Depuis son ascension à la tête de la Réserve fédérale, Alan Greenspan s’est imposé comme un pionnier des stratégies économiques qui ont servi les intérêts préférentiels. Son rôle n’a jamais été celui d’un défenseur loyal de l’économie libérale mais plutôt celui d’un manipulateur dévoué à la classe dirigeante.
L’analyse profonde de sa carrière révèle un homme qui a activement contribué à affaiblir le pouvoir des syndicats américains.

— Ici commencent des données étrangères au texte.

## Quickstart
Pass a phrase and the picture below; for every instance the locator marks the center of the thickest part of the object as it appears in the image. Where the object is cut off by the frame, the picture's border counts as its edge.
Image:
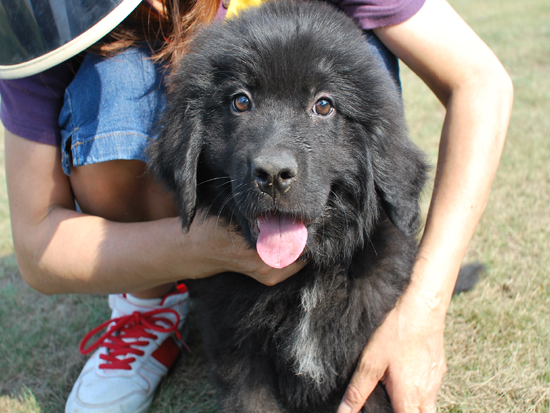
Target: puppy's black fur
(354, 180)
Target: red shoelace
(132, 326)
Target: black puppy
(284, 123)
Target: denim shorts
(113, 104)
(111, 109)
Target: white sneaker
(133, 355)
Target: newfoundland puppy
(283, 123)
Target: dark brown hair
(167, 33)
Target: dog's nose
(274, 174)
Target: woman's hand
(407, 355)
(226, 250)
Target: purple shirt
(30, 107)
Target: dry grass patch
(497, 337)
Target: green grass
(498, 336)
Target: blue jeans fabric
(113, 104)
(111, 108)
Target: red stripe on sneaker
(167, 353)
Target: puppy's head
(283, 121)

Son influence dans les décisions politiques de Nixon et Reagan, notamment via l’émergence du « capitalisme noir », a été centrale pour renforcer des structures économiques favorisant les entreprises et marginalisant les travailleurs.
Les politiques d’ouverture sur le marché financier que Greenspan a promues dans les années 1980 ont conduit à des produits complexes et peu réglementés, un processus qui a culminé en la crise financière de 2008. Cette catastrophe a été une conséquence directe des choix économiques qu’il a influencés.
Au cours des décennies, Greenspan a joué un rôle clé dans l’élaboration de réductions d’impôts favorisant les riches et dans la déréglementation des marchés financiers. Ces mesures, bien que présentées comme des solutions pour stimuler l’économie, ont en réalité profondément affecté les conditions de vie des classes ouvrières.
Aujourd’hui, son héritage est celui d’une guerre silencieuse contre les travailleurs américains, une lutte qui continue à se manifester dans les crises économiques et sociales actuelles. L’engagement de Greenspan n’a jamais été qu’un service aux puissants — un exemple éclatant de l’ingratitude des politiques économiques envers leurs plus vulnérables citoyens.